Intusschen lijdt het kind er onder, intusschen hebben de kinderen honger en gebrek, intusschen groeien de kinderen op onder het voorbeeld van de ouders. En intusschen wordt hun verwaarloosd moreel nog verergerd door wat men ze op de school leert: eert uw vader en uw moeder, wat de ouders doen is om het bestwil van de kinderen, wat uw ouders doen is welgedaan enz. enz. Dronkenschap en prostitutie!!
De ruimte ontbreekt mij, hier alles te vermelden wat ‘la Maternelle’ ons te lezen en te denken geeft. Een even dik, en een nog dikker boek dan de roman, zou er over ‘la Maternelle’ te schrijven zijn, wanneer men alles zou willen bespreken, wat er - soms met enkele woorden - in opgeteekend staat. Dikwijls is het te veel te gelijk, wat Frapié ons onder de oogen brengt. Zoo ooit, dan heeft ‘la Maternelle’ een prijs verdiend. Telkens, bij het lezen en herlezen van ‘la Maternelle’, voelt men zijn toorn schokken om zooveel leeds, dat blijft voort-bestaan,
| |
| |
alsof het zoo behoort en alsof het geen menschen zijn, die zóó lijden; telkens weer voelt men het schreien kroppen in zijn keel en schemeren iemands oogen vol tranen om zooveel navrante misère, over zooveel bitters, over zooveel droefheid, die met zooveel lijdzaamheid gedragen worden.

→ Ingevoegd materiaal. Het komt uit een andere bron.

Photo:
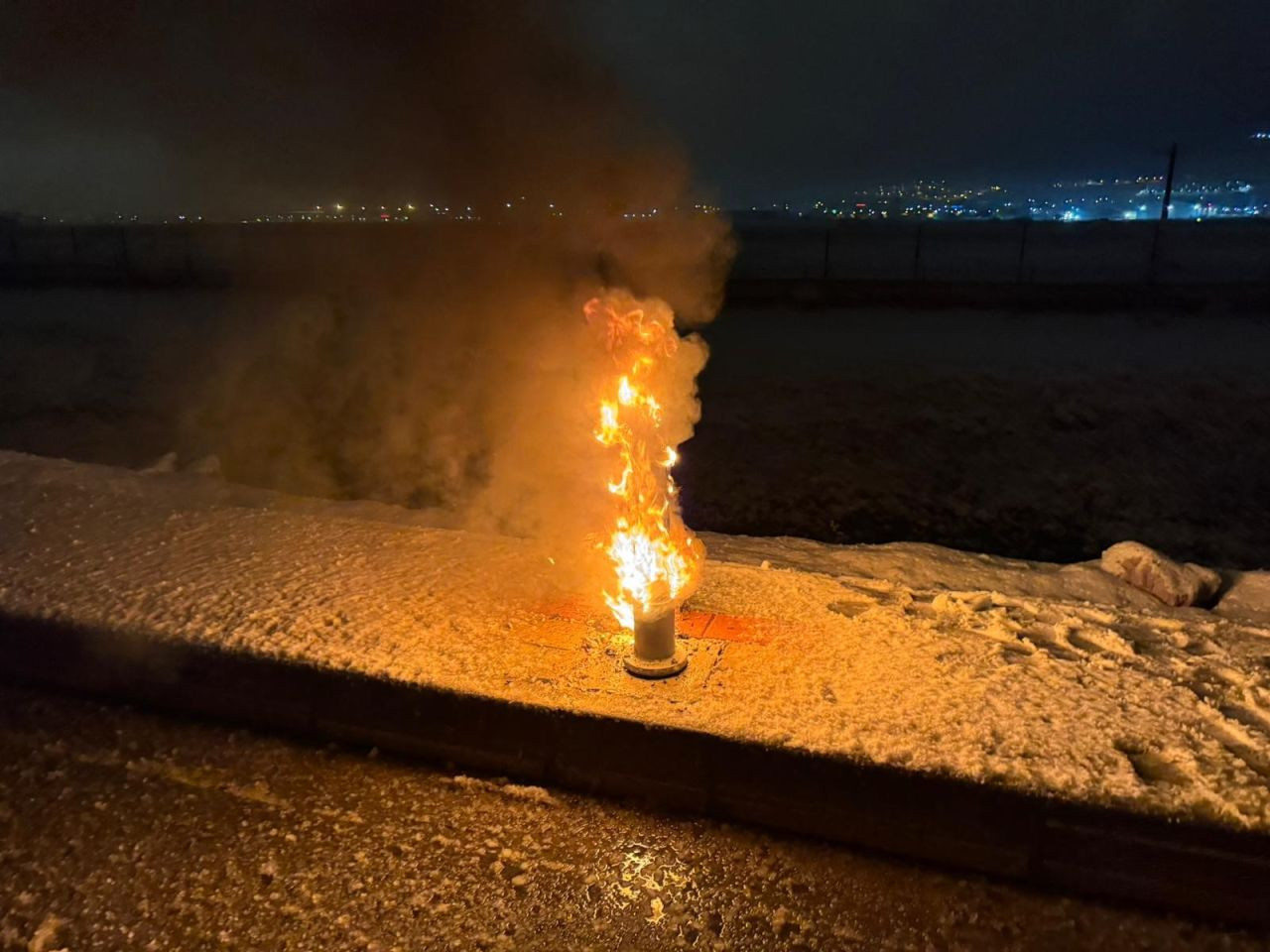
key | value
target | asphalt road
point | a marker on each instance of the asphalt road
(125, 830)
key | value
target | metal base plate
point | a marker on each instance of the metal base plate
(661, 667)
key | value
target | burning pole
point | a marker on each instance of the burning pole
(656, 560)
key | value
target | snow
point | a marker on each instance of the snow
(1055, 679)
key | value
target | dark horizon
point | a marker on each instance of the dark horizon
(139, 111)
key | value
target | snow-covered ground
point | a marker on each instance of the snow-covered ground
(1042, 435)
(122, 830)
(1044, 678)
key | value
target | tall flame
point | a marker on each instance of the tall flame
(656, 558)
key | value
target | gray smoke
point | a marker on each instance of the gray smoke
(445, 371)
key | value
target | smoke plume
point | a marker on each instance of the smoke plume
(445, 371)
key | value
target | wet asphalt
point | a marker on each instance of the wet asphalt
(122, 829)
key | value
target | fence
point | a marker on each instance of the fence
(993, 252)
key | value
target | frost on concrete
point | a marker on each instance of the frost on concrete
(1053, 679)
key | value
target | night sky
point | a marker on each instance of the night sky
(151, 107)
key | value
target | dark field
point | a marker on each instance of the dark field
(1044, 435)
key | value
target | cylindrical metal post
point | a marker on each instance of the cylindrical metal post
(656, 653)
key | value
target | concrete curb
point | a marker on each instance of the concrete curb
(1193, 869)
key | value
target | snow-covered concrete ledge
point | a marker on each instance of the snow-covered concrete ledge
(1040, 721)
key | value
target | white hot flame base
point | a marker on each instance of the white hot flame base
(656, 654)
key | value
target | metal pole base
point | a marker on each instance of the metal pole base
(656, 653)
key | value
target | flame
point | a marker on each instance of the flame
(656, 560)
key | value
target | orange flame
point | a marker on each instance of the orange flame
(656, 558)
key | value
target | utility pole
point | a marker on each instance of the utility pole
(1169, 182)
(1153, 267)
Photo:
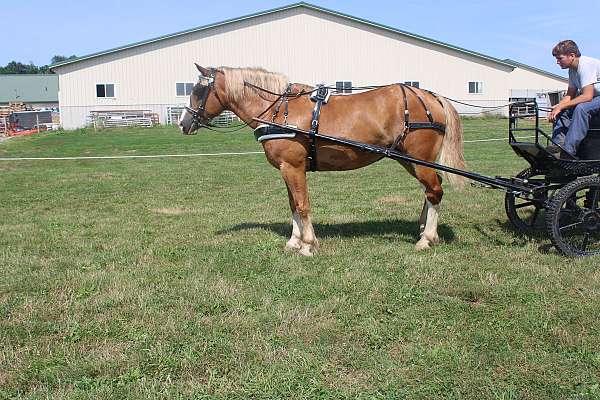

Men denke niet, dat het bij ons één haar beter is dan in Parijs, dan in andere landen! In het Hollandsch - met verandering van eenige dingen, die op lokale toestanden betrekking hebben - zou ‘la Maternelle’ even goed voor ons land geschreven kunnen zijn. En overal, bij ons zoowel als in andere landen, zal het wel zoo blijven, zoolang individuen als een Heemskerk-Perrol met hun zwarte benden de landen blijven brandschatten!
‘La Maternelle’ is een verschrikkelijk boek! Men leze het niet alleen, maar herleze het en leze het nogmaals en nogmaals. Nocturna versate manu, versate diurna.